Spectacle vs Structure Marc Fournier Published December 13, 2025

Part 4: Why Spectacle Feels True

On This Piece
Spectacle works because it speaks to emotion first and reason, if at all, much later. The loudest voices sound the clearest. The most outrageous claims feel like courage. This piece examines the psychological mechanism that makes political theater so effective — not despite being manipulative, but because of it. It doesn't have to be true. It just has to feel truer than the truth.
We like to think we choose what to believe. But most of the time, belief chooses us.

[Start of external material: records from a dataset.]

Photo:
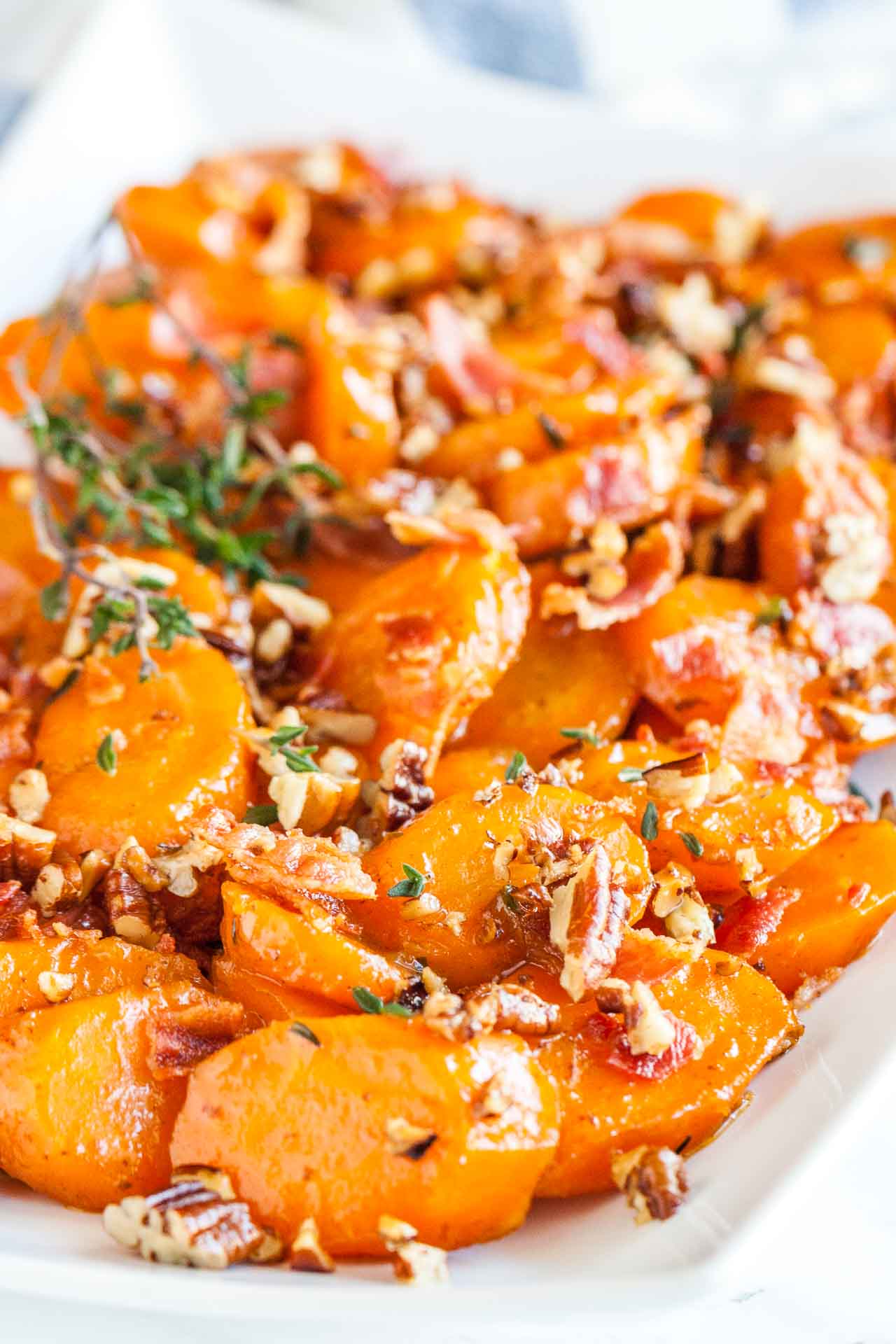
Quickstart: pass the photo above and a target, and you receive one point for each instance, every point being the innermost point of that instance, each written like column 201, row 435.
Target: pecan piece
column 653, row 1180
column 23, row 850
column 307, row 1252
column 587, row 918
column 186, row 1225
column 682, row 784
column 184, row 1037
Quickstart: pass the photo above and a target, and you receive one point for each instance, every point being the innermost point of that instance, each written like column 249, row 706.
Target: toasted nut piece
column 394, row 1231
column 648, row 1028
column 307, row 1252
column 30, row 794
column 302, row 610
column 186, row 1225
column 587, row 918
column 355, row 730
column 414, row 1261
column 406, row 1140
column 55, row 987
column 274, row 640
column 682, row 909
column 207, row 1176
column 653, row 1179
column 23, row 850
column 682, row 784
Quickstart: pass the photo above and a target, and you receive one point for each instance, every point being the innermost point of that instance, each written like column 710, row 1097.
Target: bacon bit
column 182, row 1038
column 653, row 565
column 286, row 869
column 307, row 1253
column 603, row 340
column 587, row 920
column 477, row 374
column 748, row 924
column 657, row 1068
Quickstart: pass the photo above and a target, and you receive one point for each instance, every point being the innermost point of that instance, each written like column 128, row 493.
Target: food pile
column 434, row 643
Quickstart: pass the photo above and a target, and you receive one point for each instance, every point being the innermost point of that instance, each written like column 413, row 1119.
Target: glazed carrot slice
column 822, row 911
column 424, row 644
column 264, row 997
column 315, row 1128
column 596, row 690
column 742, row 1022
column 36, row 972
column 89, row 1091
column 179, row 748
column 470, row 853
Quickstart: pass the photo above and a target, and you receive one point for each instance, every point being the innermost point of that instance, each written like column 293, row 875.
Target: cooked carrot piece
column 425, row 643
column 309, row 948
column 473, row 855
column 742, row 1022
column 35, row 972
column 422, row 1132
column 748, row 832
column 266, row 999
column 89, row 1091
column 178, row 748
column 596, row 691
column 822, row 911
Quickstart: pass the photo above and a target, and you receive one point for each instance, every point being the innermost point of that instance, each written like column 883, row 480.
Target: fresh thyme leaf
column 300, row 761
column 54, row 600
column 412, row 885
column 860, row 793
column 106, row 756
column 280, row 737
column 260, row 405
column 691, row 843
column 582, row 736
column 752, row 316
column 282, row 340
column 516, row 766
column 298, row 1028
column 868, row 252
column 551, row 430
column 143, row 292
column 262, row 815
column 777, row 609
column 367, row 1000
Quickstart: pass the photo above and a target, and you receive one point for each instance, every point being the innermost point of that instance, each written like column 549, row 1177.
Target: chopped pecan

When the world feels complicated, certainty feels like safety. And the simplest stories — the ones that flatter what we already feel — are the easiest to hold onto. Spectacle feeds that impulse. It gives us heroes and villains, cheer lines and scapegoats. It turns politics into an emotional sorting hat — proof that we’re on the right side, and someone else is wrong enough to hate. It’s rewarding, in the same way gossip is rewarding: quick, dramatic, and self-confirming. Facts can challenge us; stories reassure us. That’s why the loudest voices sound the clearest, and why the most outrageous claims feel like courage instead of manipulation. The spectacle works because it speaks to emotion first, and reason, if at all, much later. It doesn’t have to be true — it just has to feel truer than the truth.